Ações dos CTT afundam depois do profit warning
Fonte: Bloomberg
Mas a empresa não revelou apenas uma queda nos lucros. Apressou-se a talhar o dividendo, considerado um dos fatores de maior atratividade nas ações dos CTT. O corte anunciado foi de 20%, de 48 para 38 cêntimos por ação — valor que, mesmo assim, coloca os CTT como os correios mais generosos da Europa para com os acionistas. E anunciou também “uma reestruturação considerável dos custos, para ajustar a escala de operações às atuais necessidades”.
Não muito depois, Francisco de Lacerda revelou finalmente os ajustes a realizar na empresa, com “um ou dois trimestres” de antecipação: um corte de 25% no seu próprio salário e no do presidente do Conselho de Administração. Os restantes membros da comissão executiva e do board foram cortados em 15%. A empresa acabou também com os prémios de gestão em 2017 e 2018 e anunciou uma redução no recurso a fornecedores e serviços externos, com vista a uma poupança anual de seis a sete milhões de euros até ao final da década.
No plano consta ainda um processo de rescisões com 200 trabalhadores, para já, mais 800 em 2018, mas que não se trata “de um despedimento coletivo”, segundo o presidente executivo. Planeia ainda a venda de três dezenas de imóveis, considerados ativos não estratégicos. O plano prevê uma poupança total de 45 milhões de euros até 2020 e parece ter convencido os investidores. Depois do mínimo de 3,043 euros, os títulos já recuperaram pouco mais de 16%, para perto dos 3,50 euros. Será que, depois da tempestade, vem mesmo a bonança para os acionistas dos CTT?
Depois das quedas superiores a 7% no tráfego do correio no segundo e terceiro trimestres, é percetível uma tendência de aceleração que vai ter um impacto material nos resultados em 2017.
Reinventar um negócio centenário
A internet veio pressionar o negócio core dos Correios e obrigar a uma reinvenção da empresa, que entretanto lançou um banco e voltou o foco para um novo segmento: o das compras online. O comércio eletrónico está a crescer e vai ser sempre preciso quem leve as encomendas a casa dos clientes. Nos CTT, este negócio cresceu 21,1% nos primeiros nove meses do ano, face ao mesmo período de 2016, com a empresa a fazer 23,5 milhões de entregas.

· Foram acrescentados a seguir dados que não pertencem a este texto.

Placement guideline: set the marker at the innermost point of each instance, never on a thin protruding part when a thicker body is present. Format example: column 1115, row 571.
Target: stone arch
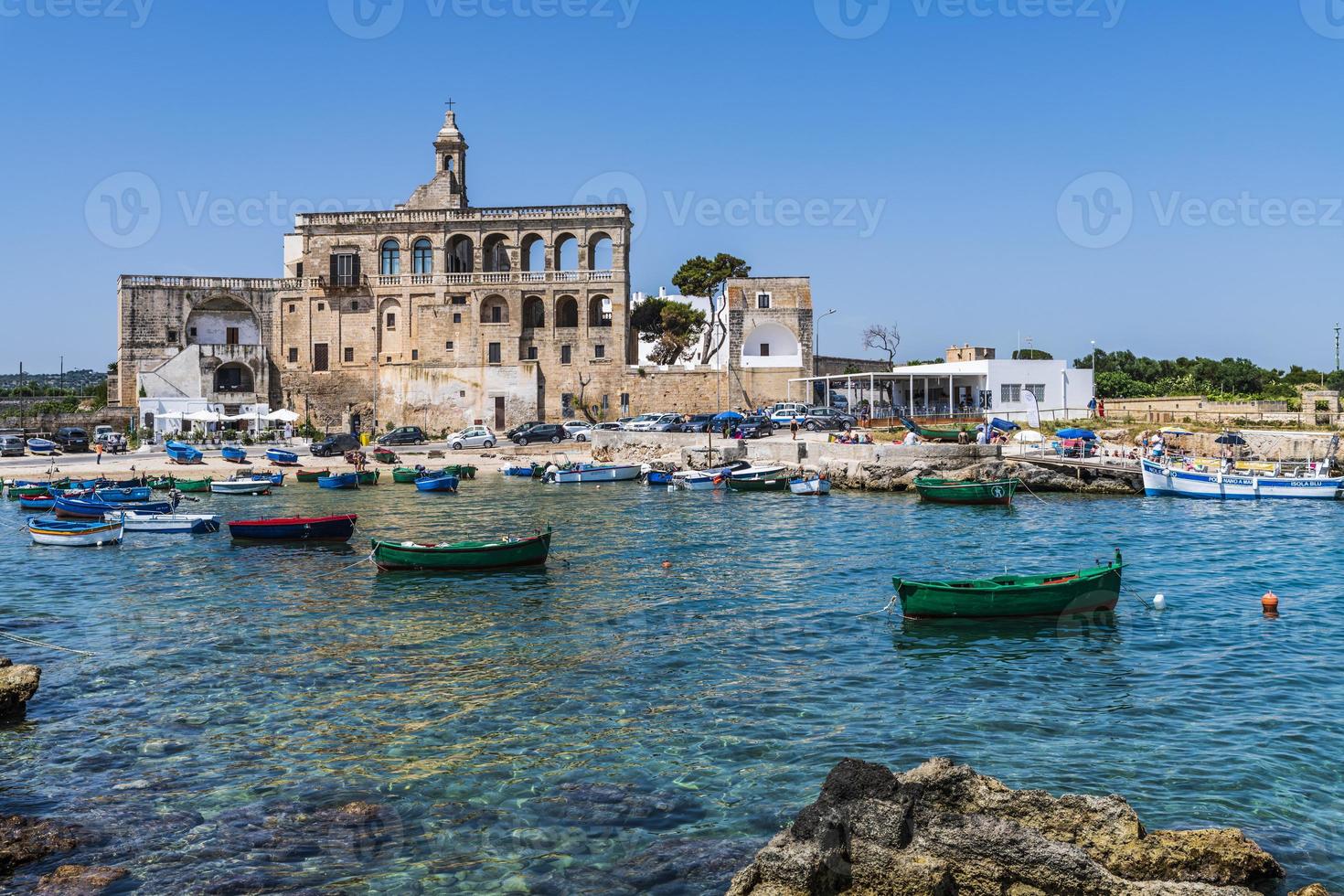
column 601, row 251
column 495, row 309
column 566, row 251
column 600, row 311
column 534, row 312
column 566, row 312
column 495, row 254
column 461, row 254
column 534, row 252
column 223, row 320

E Francisco de Lacerda reconhece isso mesmo. Em novembro, afirmou: “Estou certo que o setor vai crescer em termos de velocidade e de relevância. A razão que faz as pessoas enviar menos cartas, o digital, é a mesma razão que faz este negócio [de “Expresso e Encomendas”] crescer.” Classificou-o até como uma “oportunidade de grande crescimento para os CTT”, uma empresa que há mais de 100 anos entrega cartas. Quanto ao Banco CTT, já atingiu os 540,4 milhões de euros em depósitos, embora o projeto ainda pese nas contas da companhia sob a forma de despesas.
Para somar às dores dos CTT, a empresa prepara-se para enfrentar pressão política, uma vez que detém a concessão do serviço postal universal no país, um contrato que ainda vem do tempo em que a empresa pertencia ao setor público. A Anacom concluiu que 2,3 em cada 1.000 cartas não foram entregues até um prazo de 15 dias e obrigou a companhia a baixar os preços do correio em 0,03 pontos percentuais.
Seguiram-se quatro propostas da esquerda: uma do PS para a criação de um grupo de trabalho para reavaliar essa concessão e três, chumbadas no Parlamento, que exigiam a nacionalização da empresa. O Governo decidiu, assim, avançar com a criação de um “programa de trabalho” para fazer essa reavaliação da qualidade do serviço prestado e os trabalhos deverão arrancar nos primeiros meses de 2018. O programa contará com a colaboração da empresa, embora Lacerda já tenha posto os argumentos em cima da mesa na entrevista ao programa ECO24, do ECO e da TVI24: “O Estado não paga nada aos CTT por serem o concessionário do serviço universal.”